Nenhuma gestora está a conseguir uma integração ESG impecável…

ESG sustentável clima verde

No seu mais recente estudo, a agência europeia de classificação de risco Scope Ratings analisou que gestoras de fundos se destacam em matéria de sustentabilidade. Para isso, avaliou os relatórios dos Princípios para o Investimento Responsável (PRI) da ONU e outras informações divulgadas pelos fornecedores de fundos sobre os seus esforços em matéria de sustentabilidade. No total, a agência analisou a informação de 30 grandes gestoras de fundos internacionais e 12 grandes empresas alemãs que, conjuntamente, gerem quase 44 mil milhões de euros.

No estudo, liderado por Said Yakhloufi, responsável pela análise de fundos na Scope Ratings, tiveram em conta um total de 58 áreas temáticas, abrangendo não só os processos de investimento e administração empresarial, mas também os esforços de gestão para encorajar as empresas em que se investe a atuar de forma mais sustentável. Segundo o alcance dos esforços em matéria ESG, a Scope atribuiu uma pontuação baseada no número de aspetos sustentáveis que os gestores de ativos tiveram em conta. A análise não se foca nos fundos individuais, mas nas empresas como um  todo. Mostra o grau ao qual a sustentabilidade atravessou as empresas.

Para determinar em que medida os gestores de ativos têm conta as preocupações com sustentabilidade, a agência de rating baseou-se na informação pública disponível.
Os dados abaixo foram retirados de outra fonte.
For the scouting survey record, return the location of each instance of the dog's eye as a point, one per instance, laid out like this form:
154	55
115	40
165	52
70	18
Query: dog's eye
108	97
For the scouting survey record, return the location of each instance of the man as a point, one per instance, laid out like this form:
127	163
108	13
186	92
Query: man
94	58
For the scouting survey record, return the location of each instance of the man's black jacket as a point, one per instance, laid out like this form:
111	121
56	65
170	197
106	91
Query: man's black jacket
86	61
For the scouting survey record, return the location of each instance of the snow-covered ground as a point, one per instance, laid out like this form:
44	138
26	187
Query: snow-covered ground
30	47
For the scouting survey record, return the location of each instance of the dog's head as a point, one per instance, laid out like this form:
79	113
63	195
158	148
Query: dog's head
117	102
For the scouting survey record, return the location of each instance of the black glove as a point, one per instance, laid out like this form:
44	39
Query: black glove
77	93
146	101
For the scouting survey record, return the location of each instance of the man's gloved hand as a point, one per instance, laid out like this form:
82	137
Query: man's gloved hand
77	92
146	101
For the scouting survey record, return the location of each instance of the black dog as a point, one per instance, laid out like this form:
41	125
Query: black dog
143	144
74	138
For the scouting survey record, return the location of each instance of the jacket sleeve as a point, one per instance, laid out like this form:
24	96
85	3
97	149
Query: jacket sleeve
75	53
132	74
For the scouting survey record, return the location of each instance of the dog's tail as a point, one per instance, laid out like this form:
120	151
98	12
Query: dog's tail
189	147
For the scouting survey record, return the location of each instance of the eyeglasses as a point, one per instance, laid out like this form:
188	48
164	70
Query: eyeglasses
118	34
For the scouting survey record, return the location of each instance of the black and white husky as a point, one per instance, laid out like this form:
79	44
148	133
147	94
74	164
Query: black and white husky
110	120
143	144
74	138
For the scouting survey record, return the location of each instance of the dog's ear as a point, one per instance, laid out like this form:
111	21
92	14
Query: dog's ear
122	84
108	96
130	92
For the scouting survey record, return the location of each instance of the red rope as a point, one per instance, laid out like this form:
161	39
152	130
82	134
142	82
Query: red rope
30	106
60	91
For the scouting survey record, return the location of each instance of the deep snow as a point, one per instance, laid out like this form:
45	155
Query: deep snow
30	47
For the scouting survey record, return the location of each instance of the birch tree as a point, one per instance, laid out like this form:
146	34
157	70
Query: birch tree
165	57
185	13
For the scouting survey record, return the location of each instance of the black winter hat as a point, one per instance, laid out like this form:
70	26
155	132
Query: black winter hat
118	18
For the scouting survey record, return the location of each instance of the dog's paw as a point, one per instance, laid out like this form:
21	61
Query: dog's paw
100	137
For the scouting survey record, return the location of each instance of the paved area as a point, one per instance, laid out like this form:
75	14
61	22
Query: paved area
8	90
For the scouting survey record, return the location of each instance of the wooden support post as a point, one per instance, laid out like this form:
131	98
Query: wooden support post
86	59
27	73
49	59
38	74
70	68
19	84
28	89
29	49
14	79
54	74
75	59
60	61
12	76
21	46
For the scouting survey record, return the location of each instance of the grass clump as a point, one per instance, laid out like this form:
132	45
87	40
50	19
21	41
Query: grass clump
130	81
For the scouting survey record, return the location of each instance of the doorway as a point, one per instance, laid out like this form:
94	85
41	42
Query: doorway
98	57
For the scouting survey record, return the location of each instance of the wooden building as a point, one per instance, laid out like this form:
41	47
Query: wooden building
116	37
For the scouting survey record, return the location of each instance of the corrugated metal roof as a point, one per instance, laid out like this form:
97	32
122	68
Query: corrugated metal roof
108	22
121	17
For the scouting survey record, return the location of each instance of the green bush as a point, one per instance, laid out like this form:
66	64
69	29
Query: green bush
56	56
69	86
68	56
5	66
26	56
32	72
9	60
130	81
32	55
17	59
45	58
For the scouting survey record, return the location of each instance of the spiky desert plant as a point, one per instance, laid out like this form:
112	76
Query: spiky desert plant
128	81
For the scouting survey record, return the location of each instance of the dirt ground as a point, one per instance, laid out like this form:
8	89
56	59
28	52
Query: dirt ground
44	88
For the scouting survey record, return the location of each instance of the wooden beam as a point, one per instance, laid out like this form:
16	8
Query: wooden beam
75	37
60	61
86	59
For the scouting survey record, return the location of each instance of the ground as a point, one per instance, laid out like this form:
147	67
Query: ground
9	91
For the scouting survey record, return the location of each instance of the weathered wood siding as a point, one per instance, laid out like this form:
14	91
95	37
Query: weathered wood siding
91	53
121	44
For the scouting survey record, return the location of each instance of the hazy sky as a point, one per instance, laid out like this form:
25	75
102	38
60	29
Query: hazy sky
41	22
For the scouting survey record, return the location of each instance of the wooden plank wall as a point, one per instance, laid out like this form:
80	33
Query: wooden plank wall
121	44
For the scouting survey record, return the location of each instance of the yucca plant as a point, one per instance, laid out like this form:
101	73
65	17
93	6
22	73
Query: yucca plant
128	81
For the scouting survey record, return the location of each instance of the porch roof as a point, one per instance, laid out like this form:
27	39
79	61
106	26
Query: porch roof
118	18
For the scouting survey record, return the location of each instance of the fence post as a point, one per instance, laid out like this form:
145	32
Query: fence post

Os PRI da ONU foram a base essencial para a sua análise. Os gestores de ativos que subscreveram os PRI são obrigados a apresentar anualmente informações sobre as suas atividades de investimento responsável. “Mais de 1.500 gestores de ativos em todo o mundo aderiram a esta iniciativa, tornando os relatórios anuais numa fonte de informação detalhada e de alta qualidade”, indicam.

Metodologia

Para realizar o seu estudo, a Scope atribuiu pontos em função das respostas às questões colocadas nos relatórios. Quanto mais clara e amplamente foram comunicadas as iniciativas de sustentabilidade, mais pontos foram atribuídos. Os analistas focaram-se nas questões mais relevantes para esta avaliação. Entre elas: Como é a informação ESG normalmente utilizada no seu processo de investimento? Que percentagem da sua carteira de ações ativamente gerida é submetida a uma exaustiva investigação em matéria de ESG como parte da sua estratégia de seleção neste domínio? Supervisiona e revê os resultados do seu engagement?

Para determinar até que ponto a sustentabilidade desempenha um papel fundamental no processo de investimento e na gestão empresarial, foram analisadas as respostas a 43 questões. Para estimar em que medida as empresas participantes são influenciadas a aumentar a sua sustentabilidade (o engagement ou compromisso), formularam 15 questões. Além disso, os analistas da agência analisaram as páginas web, prospetos e outros materiais dos gestores de fundos, em particular nos casos em que as questões dos relatórios PRI da ONU não tenham sido respondidas.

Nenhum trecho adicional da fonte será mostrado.